As many as 78% of Britons said that 2020 had made them re-prioritise their life, and this is translating to what they’re purchasing and how they interact with brands too. As Florine Epp Beauloye, founder of Luxe Digital, says, it’s causing a shift towards ‘less conspicuous, quieter’ forms of self expression.  Signalling the wrong thing is an easy way for consumers to decide that you are no longer relevant to their lives and what they care about. 

What you need to ask yourself: What are you signalling? Does this fit with what your consumers value? How are you letting them know you fit with their life? What stories are you telling? 

  • Meet customers where they are 

With showrooms and stores all over the country closed due to coronavirus restrictions, and a wider, global shift to online commerce already happening, consumers are far more likely to buy bigger ticket items either online or omni-channel. Connections used to be formed in the store or showroom. A consumer could ask questions, check out the product, and feel its quality. Rich narratives and strong values are only useful if the consumer can access them, and in an unpredictable landscape, if you’re relying on traditional sales channels and expecting things to get back to ‘normal’, you’ll be missing out. Furniture brands need to embrace new technology and meet customers where they are, build their brands and discover new ways for customers to experience their products. 

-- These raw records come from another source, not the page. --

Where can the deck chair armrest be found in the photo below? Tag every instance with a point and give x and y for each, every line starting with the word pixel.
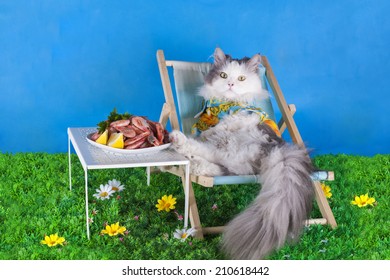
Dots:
pixel 164 116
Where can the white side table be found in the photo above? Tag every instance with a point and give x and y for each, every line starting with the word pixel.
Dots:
pixel 92 157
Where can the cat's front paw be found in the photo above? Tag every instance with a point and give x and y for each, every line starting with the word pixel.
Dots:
pixel 177 138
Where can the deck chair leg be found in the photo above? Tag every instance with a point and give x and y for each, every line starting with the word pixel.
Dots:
pixel 193 213
pixel 323 204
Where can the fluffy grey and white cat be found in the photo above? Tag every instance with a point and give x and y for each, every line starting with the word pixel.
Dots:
pixel 240 144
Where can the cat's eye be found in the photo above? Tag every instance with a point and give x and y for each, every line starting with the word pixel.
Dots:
pixel 223 75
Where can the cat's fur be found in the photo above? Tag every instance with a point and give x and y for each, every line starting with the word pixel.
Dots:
pixel 239 145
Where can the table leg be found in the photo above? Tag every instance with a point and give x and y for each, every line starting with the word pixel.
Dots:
pixel 86 201
pixel 186 194
pixel 70 165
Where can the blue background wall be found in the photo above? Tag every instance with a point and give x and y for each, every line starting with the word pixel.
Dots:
pixel 69 63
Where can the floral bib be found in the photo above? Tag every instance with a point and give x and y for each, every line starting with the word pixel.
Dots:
pixel 215 109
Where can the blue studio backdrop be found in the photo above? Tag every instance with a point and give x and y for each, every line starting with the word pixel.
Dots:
pixel 69 63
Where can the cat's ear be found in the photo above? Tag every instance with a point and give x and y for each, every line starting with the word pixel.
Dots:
pixel 219 57
pixel 253 63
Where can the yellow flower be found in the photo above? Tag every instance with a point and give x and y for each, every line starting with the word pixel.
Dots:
pixel 326 189
pixel 363 200
pixel 114 229
pixel 53 240
pixel 166 203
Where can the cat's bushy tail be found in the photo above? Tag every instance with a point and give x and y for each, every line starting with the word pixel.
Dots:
pixel 278 213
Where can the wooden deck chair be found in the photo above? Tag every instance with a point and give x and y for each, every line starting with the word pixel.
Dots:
pixel 188 77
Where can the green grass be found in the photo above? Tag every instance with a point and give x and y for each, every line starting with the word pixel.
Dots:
pixel 35 200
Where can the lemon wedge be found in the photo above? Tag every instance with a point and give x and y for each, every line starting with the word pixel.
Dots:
pixel 103 138
pixel 116 140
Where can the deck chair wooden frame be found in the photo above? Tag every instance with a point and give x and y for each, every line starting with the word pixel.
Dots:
pixel 169 112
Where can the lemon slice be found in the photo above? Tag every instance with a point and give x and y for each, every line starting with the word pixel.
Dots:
pixel 116 140
pixel 103 138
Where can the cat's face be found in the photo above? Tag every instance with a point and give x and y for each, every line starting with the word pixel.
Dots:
pixel 234 79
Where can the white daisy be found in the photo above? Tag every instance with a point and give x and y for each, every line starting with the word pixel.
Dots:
pixel 116 185
pixel 104 192
pixel 183 234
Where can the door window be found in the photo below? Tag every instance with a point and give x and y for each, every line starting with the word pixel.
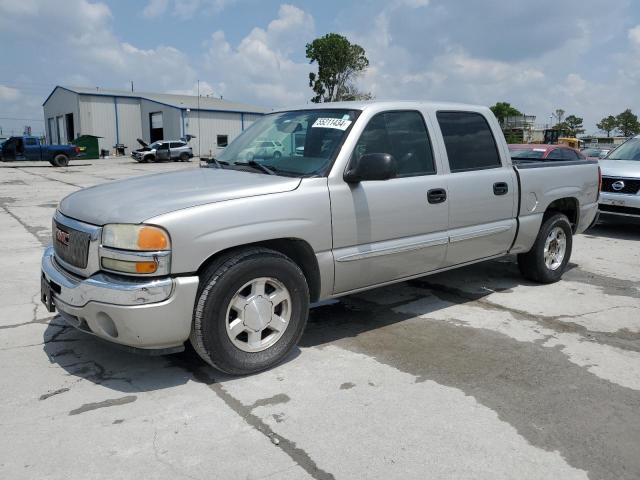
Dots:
pixel 402 134
pixel 469 141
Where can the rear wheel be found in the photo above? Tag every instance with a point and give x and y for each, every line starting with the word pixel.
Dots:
pixel 548 259
pixel 60 160
pixel 251 311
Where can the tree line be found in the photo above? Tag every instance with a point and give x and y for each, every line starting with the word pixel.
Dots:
pixel 341 62
pixel 625 123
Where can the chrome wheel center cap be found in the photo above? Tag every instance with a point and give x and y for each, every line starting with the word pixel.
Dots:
pixel 257 313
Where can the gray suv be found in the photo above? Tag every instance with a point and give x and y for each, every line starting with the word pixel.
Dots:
pixel 179 151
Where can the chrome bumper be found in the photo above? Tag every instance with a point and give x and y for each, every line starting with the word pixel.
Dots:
pixel 148 314
pixel 620 204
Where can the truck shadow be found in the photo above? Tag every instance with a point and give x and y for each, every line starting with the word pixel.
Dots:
pixel 616 230
pixel 86 357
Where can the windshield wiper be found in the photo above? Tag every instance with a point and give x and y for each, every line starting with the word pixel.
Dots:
pixel 216 162
pixel 258 166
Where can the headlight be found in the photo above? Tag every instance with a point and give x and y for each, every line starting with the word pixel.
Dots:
pixel 135 237
pixel 135 250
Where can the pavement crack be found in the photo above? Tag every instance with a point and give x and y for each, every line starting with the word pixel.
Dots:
pixel 112 402
pixel 623 339
pixel 297 454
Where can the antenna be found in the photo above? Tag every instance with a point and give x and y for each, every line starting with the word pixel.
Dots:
pixel 199 136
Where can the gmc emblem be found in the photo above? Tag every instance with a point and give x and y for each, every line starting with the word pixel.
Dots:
pixel 62 237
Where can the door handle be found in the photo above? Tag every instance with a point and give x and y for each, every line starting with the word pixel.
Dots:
pixel 500 188
pixel 436 195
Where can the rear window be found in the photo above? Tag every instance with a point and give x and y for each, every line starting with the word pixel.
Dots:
pixel 469 141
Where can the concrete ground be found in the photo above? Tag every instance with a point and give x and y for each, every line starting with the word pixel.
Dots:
pixel 475 373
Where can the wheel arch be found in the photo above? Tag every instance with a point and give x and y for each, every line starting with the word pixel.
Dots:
pixel 569 206
pixel 298 250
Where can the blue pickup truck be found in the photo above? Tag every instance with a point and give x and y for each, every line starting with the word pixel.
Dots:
pixel 30 148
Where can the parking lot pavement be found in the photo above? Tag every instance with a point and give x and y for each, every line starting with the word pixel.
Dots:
pixel 474 373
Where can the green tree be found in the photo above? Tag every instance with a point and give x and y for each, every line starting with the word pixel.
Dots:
pixel 503 110
pixel 573 125
pixel 608 124
pixel 628 123
pixel 339 64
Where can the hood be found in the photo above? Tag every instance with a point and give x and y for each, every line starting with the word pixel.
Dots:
pixel 139 198
pixel 620 168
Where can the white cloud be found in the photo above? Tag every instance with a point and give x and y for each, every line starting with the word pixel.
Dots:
pixel 155 8
pixel 260 68
pixel 634 35
pixel 9 93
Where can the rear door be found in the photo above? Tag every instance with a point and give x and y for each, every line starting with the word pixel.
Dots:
pixel 386 230
pixel 163 152
pixel 31 148
pixel 482 189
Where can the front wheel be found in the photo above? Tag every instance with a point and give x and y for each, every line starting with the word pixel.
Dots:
pixel 251 311
pixel 548 258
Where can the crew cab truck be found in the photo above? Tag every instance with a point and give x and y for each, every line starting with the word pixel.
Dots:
pixel 30 148
pixel 230 257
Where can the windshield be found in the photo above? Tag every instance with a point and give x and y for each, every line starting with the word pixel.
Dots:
pixel 630 150
pixel 527 152
pixel 300 143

Other sectors have already started to work in this space. Streetwear brand Pangaia launched their insulated collection inside a virtual Arctic wasteland, allowing consumers to explore their products with interactive pieces and embedded videos, all the while keeping their sustainability message (don’t forget the ice caps are melting) ticking away in the background. In the housing sector, property developers Urban Splash have gone beyond virtual viewings – allowing potential buyers to completely configure their own house and book viewings all in one place. 

What you need to ask yourself: What experience are you providing? What role can technology play in your customer journey? How will you engage with customers where they are?

So

The last year has changed people, and it follows that brands must develop an ability to adapt in order to keep up. The brands that adapt to change will thrive. We believe this year you need to consider: 

Your function in a space, as consumers’ demands from space change. 

The way in which you voice your views, as people scrutinise responsibility. 

Signalling the right thing to consumers who are increasingly values-led.

Meeting your customers where they are, as the hole that traditional showrooms have left grows. 

If you don’t adapt to change, you risk having the rug pulled out from under you.